El explorador profirió un suspiro compungido y profundo, antes de responder de un tirón:
—La princesa Tanalasta no parece estar bien, no parece contenta, pese a lo cual ha decidido destruir personalmente a las ghazneth. Cuanto más se las ve, más se apresura ella a cruzar su acero con esos monstruos. —Azoun y él se miraron a los ojos durante un largo latido de corazón, ambos cuidando que la expresión de su rostro no delatara sus sentimientos, hasta que el explorador añadió en voz muy baja—: Yo también tengo una hija que está sola en esto, sire. Los Wyvernspur no son los únicos que temen que Cormyr pierda su heredera.
—De modo —murmuró Azoun—, que lo mejor será que alcance a las ghazneth antes de que lo haga la princesa. —Otra sonrisa torció la línea de sus labios—. Y mejor aún si preparo algún plan para vencerlas cuando nos encontremos.

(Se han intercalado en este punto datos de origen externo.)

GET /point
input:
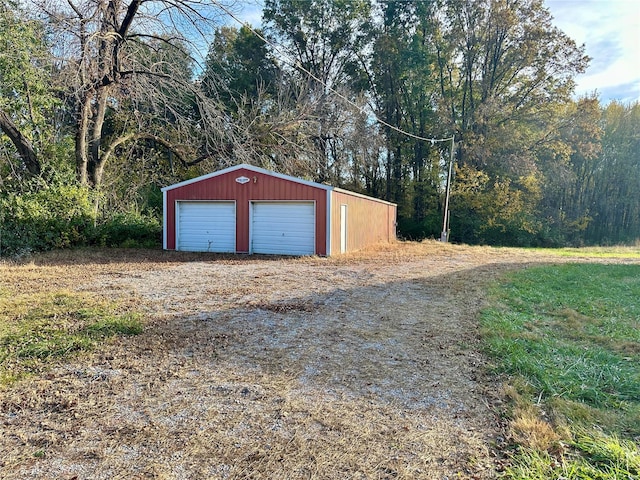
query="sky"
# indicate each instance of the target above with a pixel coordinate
(610, 31)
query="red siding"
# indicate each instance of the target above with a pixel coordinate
(260, 187)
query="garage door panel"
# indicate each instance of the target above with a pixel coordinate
(283, 228)
(206, 227)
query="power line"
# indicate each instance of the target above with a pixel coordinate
(299, 66)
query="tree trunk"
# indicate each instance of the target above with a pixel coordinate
(82, 158)
(22, 143)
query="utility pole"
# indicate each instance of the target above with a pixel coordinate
(444, 236)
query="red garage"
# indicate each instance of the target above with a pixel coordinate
(246, 209)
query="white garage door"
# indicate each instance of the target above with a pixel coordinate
(206, 227)
(286, 228)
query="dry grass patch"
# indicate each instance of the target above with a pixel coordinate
(359, 366)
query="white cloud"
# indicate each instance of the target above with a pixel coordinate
(610, 30)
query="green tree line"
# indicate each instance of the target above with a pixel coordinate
(103, 102)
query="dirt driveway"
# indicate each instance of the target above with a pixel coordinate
(358, 367)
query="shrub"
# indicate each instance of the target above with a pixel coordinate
(129, 229)
(52, 216)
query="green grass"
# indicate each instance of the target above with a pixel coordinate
(40, 327)
(567, 338)
(594, 252)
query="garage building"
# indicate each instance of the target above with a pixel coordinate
(246, 209)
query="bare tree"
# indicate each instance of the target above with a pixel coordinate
(115, 55)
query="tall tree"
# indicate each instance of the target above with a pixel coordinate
(25, 99)
(503, 67)
(98, 45)
(326, 38)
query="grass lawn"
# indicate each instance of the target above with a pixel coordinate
(566, 339)
(39, 326)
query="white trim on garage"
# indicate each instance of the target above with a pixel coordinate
(282, 227)
(206, 226)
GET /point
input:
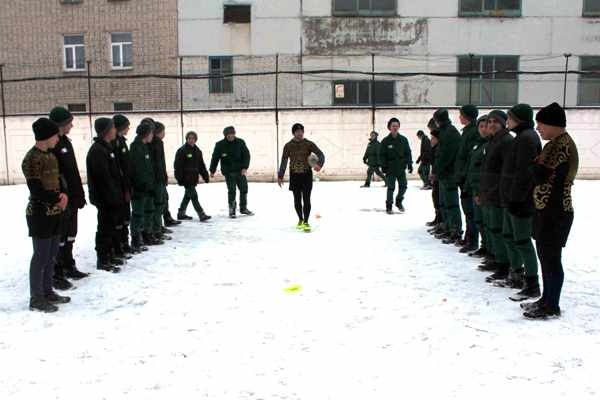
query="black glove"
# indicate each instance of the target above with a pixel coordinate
(520, 209)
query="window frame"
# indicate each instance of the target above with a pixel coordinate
(356, 102)
(369, 13)
(73, 49)
(121, 46)
(482, 80)
(592, 14)
(221, 87)
(495, 13)
(581, 81)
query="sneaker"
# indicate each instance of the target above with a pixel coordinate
(61, 283)
(55, 298)
(41, 304)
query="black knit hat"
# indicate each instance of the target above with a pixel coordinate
(521, 113)
(441, 116)
(498, 115)
(102, 126)
(469, 111)
(121, 122)
(553, 115)
(144, 129)
(44, 129)
(61, 116)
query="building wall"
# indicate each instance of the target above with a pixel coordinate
(425, 36)
(342, 134)
(32, 46)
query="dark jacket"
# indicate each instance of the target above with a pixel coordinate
(395, 155)
(69, 172)
(371, 157)
(189, 166)
(105, 183)
(476, 158)
(425, 154)
(123, 159)
(470, 136)
(157, 155)
(43, 214)
(554, 174)
(449, 142)
(496, 154)
(234, 156)
(518, 191)
(142, 177)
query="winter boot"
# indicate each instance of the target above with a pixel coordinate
(41, 304)
(500, 274)
(531, 289)
(55, 298)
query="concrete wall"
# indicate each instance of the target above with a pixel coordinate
(342, 134)
(425, 36)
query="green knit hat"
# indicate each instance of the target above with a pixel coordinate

—Majestad —dijo Randaeron—, así es.
—Ha hecho usted bien —asintió Azoun—. Permanecerá aquí con la princesa Alusair, se lo ordeno; yo cogeré a un puñado de hombres de los que podamos prescindir para dirigirnos al sur a buen paso y coger con fuerza las riendas de Cormyr. —Y se alejó murmurando—: Y si los dioses me sonríen, quizá me gane un descanso. Los viejos leones, por muy tontos que sean, merecen descansar de vez en cuando.
Randaeron sabía que no debía oír oficialmente aquel último comentario real, de modo que cerró los ojos y también la boca. A menudo el silencio es la mejor opción en cualquier asunto que atañe a la corte.